Hi to all of those running RM out there, can I pick your brains please? I'm about to have 20 PC's surplus as we update hardware before being forced down the CC3 route. Eventually I'll have 60+ PC's that will be redundant. I want to give these machines a new lease of life by installing LINUX and placing them in study rooms, an internet cafe and other 'like' areas. Initially running only open office, FireFox, and Thunderbird. I will probably use the same active equipment, IP range and domain for this trial. I intend to attempt to have these machines locked down until they squeak as they will be in no-go zones. My question is, if anyone uses LINUX w/s in this form, do they authenticate against the RM servers and if so are there any issues with this? (I authenticate against a WIN2000 box at home, but this is a 'safe' environment and we don't really hot-desk!) And, assuming that you do, do you allow access to the "mywork" areas? How do you implement remote w/s builds across the network? I'd considered a duel partition and 'ghosting' across but most of these w/s only have 4GB HDDs. We try not to have CD-ROMs on any PC's as it's just another item to replace every term! If it's a success and easy to administer, then I'd like to be able to move away from the CC3 route altogether. Comments, experience, suggestions welcome. Kind regards Adrian
--- "adrian.wells" <adrian.wells@sidcot.org.uk> wrote:
I want to give these machines a new lease of life by installing LINUX and placing them in study rooms, an internet cafe and other 'like' areas. Initially running only open office, FireFox, and Thunderbird.
I intend to attempt to have these machines locked down until they squeak as they will be in no-go zones. My question is, if anyone uses LINUX w/s in this form, do they authenticate against the RM servers and if so are there any issues with this? (I authenticate against a WIN2000 box at home, but this is a 'safe' environment and we don't really hot-desk!) And, assuming that you do, do you allow access to the "mywork" areas?

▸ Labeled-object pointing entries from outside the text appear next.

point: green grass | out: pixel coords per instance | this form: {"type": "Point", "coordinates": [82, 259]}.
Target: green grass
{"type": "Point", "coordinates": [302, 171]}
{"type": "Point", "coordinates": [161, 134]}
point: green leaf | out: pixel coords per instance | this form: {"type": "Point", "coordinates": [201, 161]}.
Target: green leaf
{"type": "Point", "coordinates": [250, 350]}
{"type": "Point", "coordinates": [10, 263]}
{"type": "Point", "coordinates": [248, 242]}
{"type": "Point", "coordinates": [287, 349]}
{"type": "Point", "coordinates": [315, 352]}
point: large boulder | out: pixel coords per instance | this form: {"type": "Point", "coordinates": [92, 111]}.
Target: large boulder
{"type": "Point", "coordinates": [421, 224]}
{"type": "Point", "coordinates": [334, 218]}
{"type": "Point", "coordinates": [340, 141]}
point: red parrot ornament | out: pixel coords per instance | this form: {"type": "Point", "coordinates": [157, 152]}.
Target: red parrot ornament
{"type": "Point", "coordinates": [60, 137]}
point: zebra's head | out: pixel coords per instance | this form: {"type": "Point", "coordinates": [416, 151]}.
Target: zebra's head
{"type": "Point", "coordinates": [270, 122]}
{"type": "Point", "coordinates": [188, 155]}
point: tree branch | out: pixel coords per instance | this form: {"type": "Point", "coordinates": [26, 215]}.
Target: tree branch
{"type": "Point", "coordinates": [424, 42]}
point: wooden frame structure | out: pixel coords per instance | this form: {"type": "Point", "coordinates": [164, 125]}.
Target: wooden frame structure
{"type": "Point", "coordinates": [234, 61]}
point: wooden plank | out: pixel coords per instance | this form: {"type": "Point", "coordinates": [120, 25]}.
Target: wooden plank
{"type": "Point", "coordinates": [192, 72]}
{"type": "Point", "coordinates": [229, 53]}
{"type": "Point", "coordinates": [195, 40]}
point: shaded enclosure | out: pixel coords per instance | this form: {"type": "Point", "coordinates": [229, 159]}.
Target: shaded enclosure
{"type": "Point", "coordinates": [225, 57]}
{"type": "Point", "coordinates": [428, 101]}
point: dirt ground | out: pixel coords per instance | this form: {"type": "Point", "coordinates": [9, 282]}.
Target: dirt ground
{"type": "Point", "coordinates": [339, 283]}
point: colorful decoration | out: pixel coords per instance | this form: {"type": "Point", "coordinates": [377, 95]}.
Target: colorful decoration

Ok, I have a small version of this running in our library. I have 5 debian workstations. One is a beefy job and thus becomes the X terminal server for the other 4. The others automatically start X and display the terminal's gdm login screen. It works a treat. I'm running an after school club on these workstations tonight and plan to thrash them to see if it all grinds to a halt.
How do you implement remote w/s builds across the network? I'd considered a duel partition and 'ghosting' across but most of these w/s only have 4GB HDDs. We try not to have CD-ROMs on any PC's as it's just another item to replace every term!
I have these debian workstations authenticating from an RM Connect 2.4 server (NT4). Winbind and then a pam config - which is very picky but definately works! If you did it with debian I could send you the config. But I know someone on this list offered to send me the config for SuSE when I was doing it with debian, so it's out there...?
If it's a success and easy to administer, then I'd like to be able to move away from the CC3 route altogether.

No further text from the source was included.